Sonrasında daha sert olaylar oldu ve Gezi Parkı boşaltıldı. Bu sırada daha önce farklı noktalarda bulunan insanlar Gezi Parkı eyleminin manyetik etkisine kapıldılar ve oraya çekilmeye başladılar. Yeni demokrası Harekti ile politik hayata girmek isteyen eski Tüsiad Başkanı Cem Boyner'in Çapulcu yazan fotoğrafını gördük. Sonra Ali Koç'un Divan Oteli'nin direnişciler yardımı dolayısı ile adını duyduk.
Halkı ekranlara kilitleyen dizilerin oyuncuları da birer birer Gezi Parkı'nda görüldü. Hatta aorada kalanlar bile olabilir. Herkes kendisine kazanç sağlayacak bir davranış içinde idi, hele sonunda kar varsa.
Gezi Parkı hareketi yeşil ve doğayı koruyan bir harejet olarak başlamışken bugün otoriteye karşı bir başkaldırı hareketini evrilmeye başladı, ilerleyen günlerde.
Otoritenin kararları almadan öncesinde kendilerinin dikkate alınmasını isteyen gençler ve karşısında baba otoritesi karşısında tam anlamı ile başkaldıramamış ama gizlice yapmak istediklerini yapan bir yapı altında yetişen Başbakan Erdoğan. Aslında bu gençleri en çok anlayabilecek kişi.
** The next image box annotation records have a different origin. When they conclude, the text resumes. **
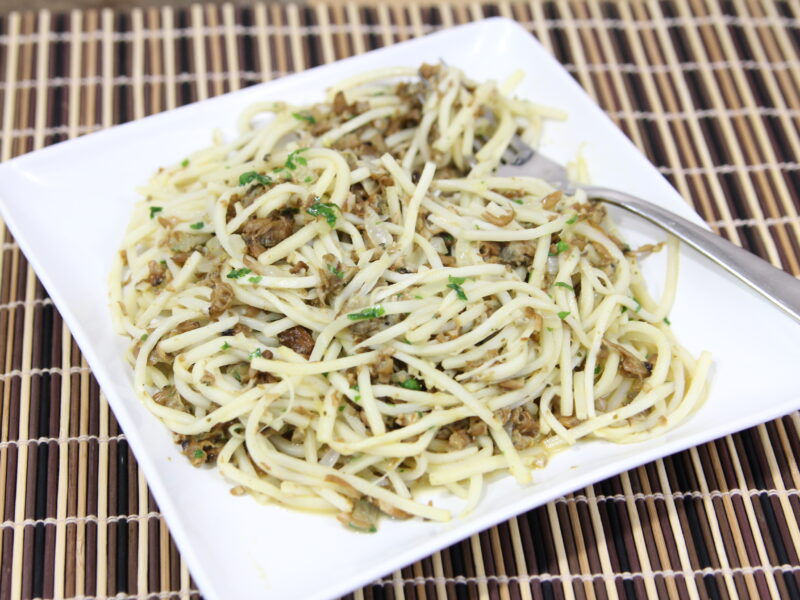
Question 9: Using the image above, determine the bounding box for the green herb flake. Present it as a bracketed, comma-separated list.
[328, 265, 344, 279]
[447, 275, 467, 302]
[347, 304, 386, 321]
[306, 199, 339, 227]
[400, 377, 422, 390]
[239, 171, 272, 185]
[292, 113, 317, 125]
[225, 267, 250, 279]
[284, 148, 308, 171]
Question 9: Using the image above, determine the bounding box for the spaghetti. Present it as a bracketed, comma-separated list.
[111, 65, 710, 531]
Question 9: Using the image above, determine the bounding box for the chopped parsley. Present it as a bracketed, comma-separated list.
[347, 304, 386, 321]
[225, 267, 250, 279]
[284, 148, 308, 171]
[306, 199, 339, 227]
[292, 113, 317, 125]
[400, 377, 422, 390]
[447, 275, 467, 302]
[549, 240, 569, 256]
[239, 171, 272, 185]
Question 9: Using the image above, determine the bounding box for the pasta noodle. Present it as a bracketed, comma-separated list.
[111, 65, 710, 531]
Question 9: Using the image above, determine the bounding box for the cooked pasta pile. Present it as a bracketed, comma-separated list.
[111, 65, 710, 531]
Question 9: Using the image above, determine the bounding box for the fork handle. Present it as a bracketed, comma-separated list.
[582, 186, 800, 321]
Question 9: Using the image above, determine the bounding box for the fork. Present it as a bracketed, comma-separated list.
[497, 135, 800, 322]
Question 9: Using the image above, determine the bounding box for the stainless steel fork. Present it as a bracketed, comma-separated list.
[498, 136, 800, 321]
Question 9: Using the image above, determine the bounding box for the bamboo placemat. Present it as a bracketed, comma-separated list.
[0, 0, 800, 600]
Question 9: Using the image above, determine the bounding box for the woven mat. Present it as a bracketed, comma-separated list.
[0, 0, 800, 600]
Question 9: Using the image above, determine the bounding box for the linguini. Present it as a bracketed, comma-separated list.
[111, 65, 710, 531]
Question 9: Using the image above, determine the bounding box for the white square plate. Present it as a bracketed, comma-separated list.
[0, 19, 800, 600]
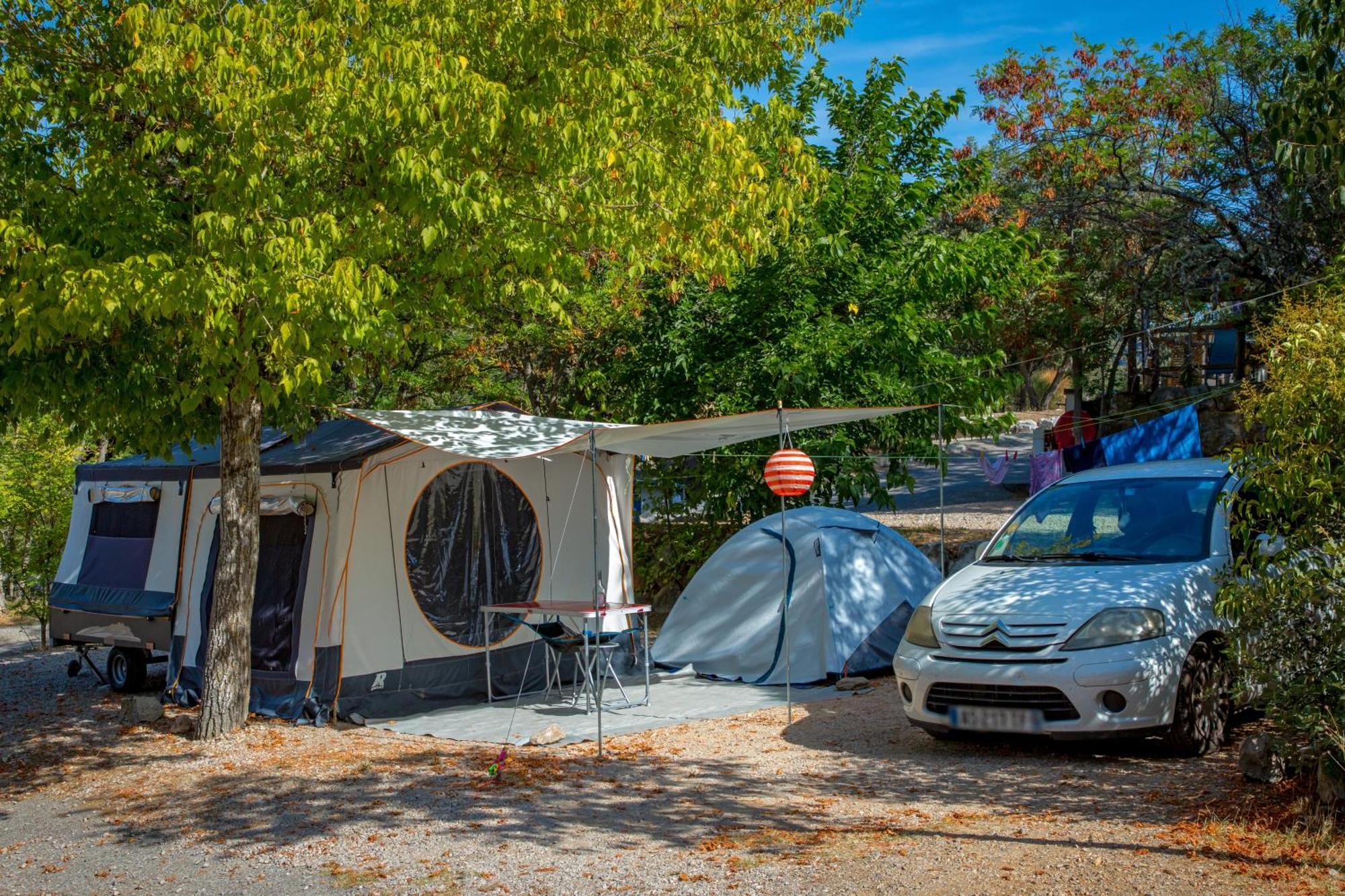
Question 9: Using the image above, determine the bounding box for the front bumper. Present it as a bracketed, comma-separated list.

Futbol oynamasını bile babasından gizleyerek İETT'deki futbol hayatına devam eden otorite ile sorununu gücü ele geçirdikten sonra devlet içinde otorite görülen noktaları birer birer geçmişte bırakmıştı.
Askerler, Anayasa Mahkemesi, MİT, Yargı ve benzeri çok sayıda geçmiş dönemdeki kuruluşun etkisi giderek azalmış, hatta darbeleri yapan ordunun Genel Kurmay Başkanı bile yargılanır olmuştu.
27 Mayıs 1960'da başlayan, 12 Mart 1971 ile devam eden, 12 Eylül 1980 ile devam eden toplumu pasifleştirme süreci Gezi Parkı eylemleri ile sona eriyor gibiydi. Bu dönemleri yaşamamış gençler harekete geçmiş ve ilk defa başka birşey olmuştu. Daha önceki gençlik hareketlerinde orta yaş grubu gençlik hareketlerini desteklemezken, Gezi Parkı direnişi bu kez orta yaş grubundan anneler ve babalardan önemli destek görüyorlardır.
Onlar gençliklerinde anne ve babaları tarafından engellenmiş ancak şimdi geçmişte yapamadıklarını gördüklerinde bunu destekler hale gelmişlerdi.
Bu nokta Türk gençlik hareketlerinde önemli bir noktadır ve sosyal medyanın ne kadar etkili bir araç olduğunu göstermesi açısından da dünyaya yayılacak bir hareketin başlangıcı olacağının ifade edilmesi gerekir.
Gençliğinde otoriteye karşı gelebilmiş bir Başbakan, sevilmeyi önemseyen bir kişi olarak kendisinin otorite haline dönüştürülmesine sinirlenmesi ve bu yüzden sert bir otorite haline dönüşmesi çok doğal. Bunu söylemlerinde görüyoruz. Bu şekilde sert bir söylemlerin ardında kendisine oy veren kütleyi de blok haline getiriyor. Biz olmazsak siz tehlikedesiniz mesajını güzel şekilde işliyor.
Böyle bakıldığında iki tarafta davranışlarında haklı görünüyor. Çok etkili olmayan CHP muhalefetinin boşluğunu dolduran Gezi Parkı hareketi Başbakanın söylemlerinde en önemli noktayı oluşturacak ve arasıra da diğer partilere söylemek istediklerini söyleyecektir.
Bir önemli nokta ise Gezi Parkı hareketinin gönüllüler hareketi olması ve ne yöne gideceğinin belirlenememesidir. Bu ise partilerin uzun dönemli seçim politikaları için bir tehlike sayılabilir.